Andrew opened his mouth, but Julia cut him off again. She was on a tangent. “And before you ask, ‘what does that have to do with the environment?’ again, let me continue. It’s related to the environment for a whole bunch of reasons. Cooperatives tend to be more concerned about the local environment because the people who own them—workers and/or consumers—usually live in the community where the business exists. Local currencies encourage people, through discounted prices, to buy locally which once again stimulates businesses concerned with the local conditions. Community workshops encourage people to not buy individually and therefore create large demand for industrial tools and also to not just replace things that break but fix them instead. And one of the biggest ways this affects the environment is, like our professor argues, that it forces people to think about themselves and their environment as mutualistically connected. They are a community that must maintain itself both through production and allocation of goods and services and through the maintenance of ecological health.” Julia was almost out of breath, but she continued on, “If you could couple this idea of solidarity economy… with the substantivist-inspired argument of revitalizing community institutions networked with system of community self-defense and radical working class collective action that, like Fanon insists, doesn’t exclude peasants or the lumpenproletariat… you could generate a kind of development that is non-capitalist, non-reactionary, and decentralized, and that completely circumvents the Environmental Kuznets Curve; no forcible expansion of industrial agriculture, no expansion of export markets, a networked infrastructure that is culturally appropriate and made by the people for the people instead of by capitalists to increase the usefulness of laborers.”
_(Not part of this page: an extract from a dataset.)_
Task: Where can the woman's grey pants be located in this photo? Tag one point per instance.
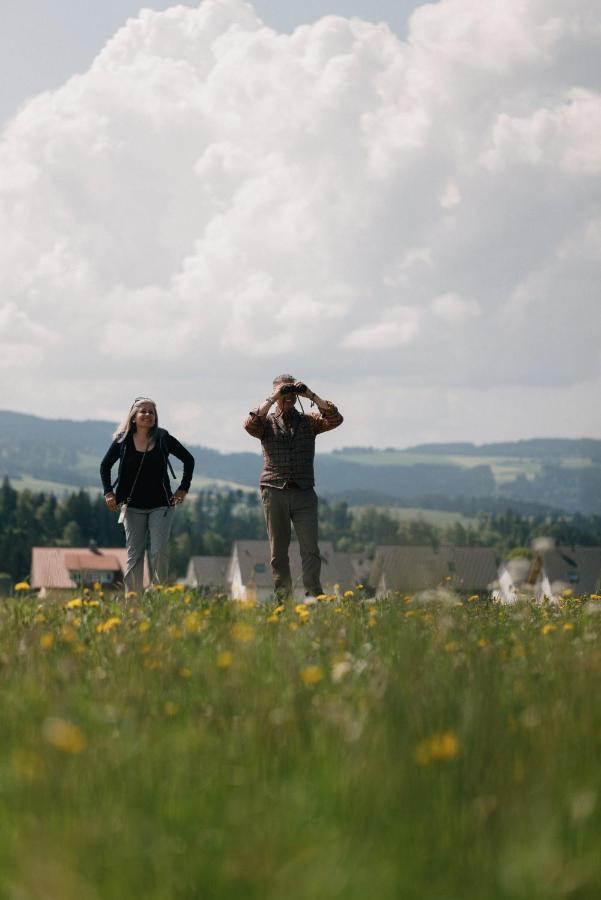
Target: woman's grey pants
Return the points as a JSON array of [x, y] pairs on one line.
[[139, 523]]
Andrew looked surprisingly interested, but still massively skeptical. That was ok, Julia didn’t expect to convince him (or herself) in one conversation. She hadn’t even fully conceptualized this idea until the debate had spilled over from class. After a moment Andrew spoke, “It’s a nice theory, but where is there an example of this or something similar occurring in real life though?”
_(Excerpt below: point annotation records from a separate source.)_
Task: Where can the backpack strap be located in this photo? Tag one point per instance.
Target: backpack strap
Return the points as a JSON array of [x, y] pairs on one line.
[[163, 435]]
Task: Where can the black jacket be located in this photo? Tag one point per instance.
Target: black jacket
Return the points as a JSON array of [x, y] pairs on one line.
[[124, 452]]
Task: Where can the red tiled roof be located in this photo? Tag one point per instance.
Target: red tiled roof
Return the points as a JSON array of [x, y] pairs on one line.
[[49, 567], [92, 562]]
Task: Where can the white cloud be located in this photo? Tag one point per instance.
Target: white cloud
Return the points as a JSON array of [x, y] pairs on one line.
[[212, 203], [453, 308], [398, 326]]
Julia was ready for this question too. The answer had occurred to her when she had first brought up Indigenous peoples. “The Zapatistas! Ejército Zapatista de Liberación Nacional! In Chiapas, the southernmost state in Mexico, the Zapatistas are combining Indigenous Mayan traditions with Marxist and anarchist theory and Mexican revolutionary influences like Emilio Zapata and Pancho Villa to create their own autonomous society. If I remember correctly, they formed from a combination of Indigenous Mayans resisting NAFTA and Mexican Marxist guerillas. That’s a practical beginning of a model for economic development that is, again, non-capitalist but utilizing markets, non-reactionary but culturally-appropriate, non-statist and producer-controlled, ecological, decentralized, et cetera.”
Andrew looked at the clock, they had now been arguing for way too long. “Look, you can go fight your green-red-black revolution in Mexico. I have to go to my next class.” He walked out of the room, defeated but unconvinced. Julia smiled the kind of smile you get to have when you’ve come across a new idea… or at least new to her.